L’humain est capable de compatir à ce que l’humanité, paradoxalement, peut accoucher de plus monstrueux. Et quoi de plus monstrueux que d’assassiner sauvagement sa mère, sa soeur et son frère? Quoi de plus choquant que d’apprendre qu’une paisible mère de famille a mis fin à ses jours par pendaison, laissant derrière elle deux enfants qui ne s’en remettront jamais très probablement? Et que dire de ce père de famille qui a assassiné son épouse, à Constantine, sous les yeux de son bébé d’à peine 18 mois? Comment ont réagi leurs deux autres enfants à leur retour de l’école? Comment expliquer les raisons du drame de cette ampleur à des enfants, alors que les adultes se questionnent sans trouver ne serait-ce qu’une bribe de réponse?
Cela laisse sous le choc des familles entières, les proches et les voisins.

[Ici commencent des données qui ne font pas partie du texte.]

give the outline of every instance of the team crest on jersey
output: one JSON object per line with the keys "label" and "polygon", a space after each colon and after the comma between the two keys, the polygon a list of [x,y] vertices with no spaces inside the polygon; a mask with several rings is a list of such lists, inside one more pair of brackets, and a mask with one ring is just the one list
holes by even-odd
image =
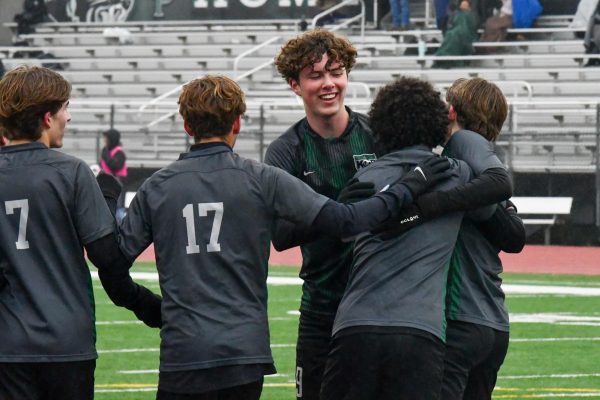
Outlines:
{"label": "team crest on jersey", "polygon": [[354,166],[357,171],[369,166],[373,161],[377,160],[375,154],[354,154],[352,157],[354,157]]}

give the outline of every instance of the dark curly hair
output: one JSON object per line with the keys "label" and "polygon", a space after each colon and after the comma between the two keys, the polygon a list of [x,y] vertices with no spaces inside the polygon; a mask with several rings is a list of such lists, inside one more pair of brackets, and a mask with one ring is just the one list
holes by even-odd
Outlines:
{"label": "dark curly hair", "polygon": [[407,146],[435,147],[448,132],[446,104],[430,82],[402,77],[377,93],[369,110],[371,129],[381,154]]}
{"label": "dark curly hair", "polygon": [[286,82],[298,81],[300,71],[320,62],[325,53],[329,58],[326,68],[337,61],[350,73],[356,63],[356,49],[346,38],[317,28],[290,39],[275,57],[275,66]]}

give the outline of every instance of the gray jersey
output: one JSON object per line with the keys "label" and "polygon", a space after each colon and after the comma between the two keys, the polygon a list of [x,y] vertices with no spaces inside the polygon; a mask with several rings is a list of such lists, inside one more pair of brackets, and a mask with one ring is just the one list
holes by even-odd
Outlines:
{"label": "gray jersey", "polygon": [[[409,147],[380,158],[356,176],[381,189],[430,156],[424,146]],[[433,190],[448,190],[470,178],[469,167],[452,160],[451,178]],[[410,327],[445,340],[446,273],[462,217],[448,214],[388,241],[371,235],[357,239],[333,334],[353,326]]]}
{"label": "gray jersey", "polygon": [[[504,168],[494,153],[493,144],[475,132],[458,131],[444,152],[466,161],[475,176],[490,168]],[[508,311],[500,273],[502,262],[498,249],[465,218],[450,266],[447,318],[508,332]]]}
{"label": "gray jersey", "polygon": [[96,358],[83,245],[114,229],[83,161],[41,143],[0,149],[0,362]]}
{"label": "gray jersey", "polygon": [[272,363],[271,224],[311,224],[327,198],[225,144],[195,146],[150,177],[121,226],[130,258],[152,241],[163,295],[161,371]]}

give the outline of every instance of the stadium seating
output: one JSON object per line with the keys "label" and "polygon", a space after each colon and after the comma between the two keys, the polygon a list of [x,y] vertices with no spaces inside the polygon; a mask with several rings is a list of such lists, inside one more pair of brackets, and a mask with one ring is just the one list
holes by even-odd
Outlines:
{"label": "stadium seating", "polygon": [[[584,67],[588,55],[575,36],[580,31],[567,28],[567,22],[565,16],[542,18],[542,27],[511,30],[525,40],[475,43],[497,52],[450,58],[468,64],[454,69],[432,69],[441,57],[417,55],[419,37],[437,39],[427,44],[432,50],[439,46],[441,33],[435,29],[367,30],[364,36],[342,30],[359,51],[347,103],[366,112],[378,88],[402,75],[431,80],[442,92],[457,78],[479,76],[497,82],[511,103],[498,144],[514,171],[592,172],[598,161],[600,68]],[[127,29],[129,44],[120,44],[106,28]],[[303,116],[301,102],[270,63],[297,33],[294,20],[46,23],[21,35],[29,46],[0,47],[0,55],[7,68],[51,64],[72,82],[73,121],[65,151],[95,162],[100,134],[114,124],[131,166],[160,167],[185,151],[189,139],[182,134],[176,90],[148,102],[207,73],[238,78],[246,90],[248,112],[236,150],[262,159],[266,146]]]}

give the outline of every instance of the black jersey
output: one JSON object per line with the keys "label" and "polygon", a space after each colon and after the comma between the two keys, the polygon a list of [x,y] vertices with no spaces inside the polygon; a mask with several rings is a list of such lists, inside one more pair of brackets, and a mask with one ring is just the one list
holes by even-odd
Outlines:
{"label": "black jersey", "polygon": [[114,229],[83,161],[41,143],[0,149],[0,362],[96,358],[83,245]]}
{"label": "black jersey", "polygon": [[275,218],[310,225],[328,199],[224,143],[195,145],[138,190],[120,227],[151,242],[163,294],[160,370],[271,364],[267,263]]}
{"label": "black jersey", "polygon": [[[273,141],[265,163],[279,167],[331,199],[357,170],[375,160],[374,142],[366,115],[347,109],[348,127],[335,139],[315,133],[306,118]],[[335,315],[352,265],[352,243],[320,236],[301,246],[304,280],[300,309]]]}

Les enfants, quant à eux, victimes innocentes, ne comprennent pas. Quelle est cette folie meurtrière qui s’est emparée de leur parent? Un lourd fardeau pèse sur leurs frêles épaules, alors que les gamins de leur âge ne pensent qu’à jouer. Connaîtront-ils un jour le bonheur? C’est toute la société qui est interpellée pour des événements qu’elle ne semble pas contrôler. Un peu comme ce bonheur qui a fui d’entre les mains de ces enfants qui ne demandent que de sourire à la vie.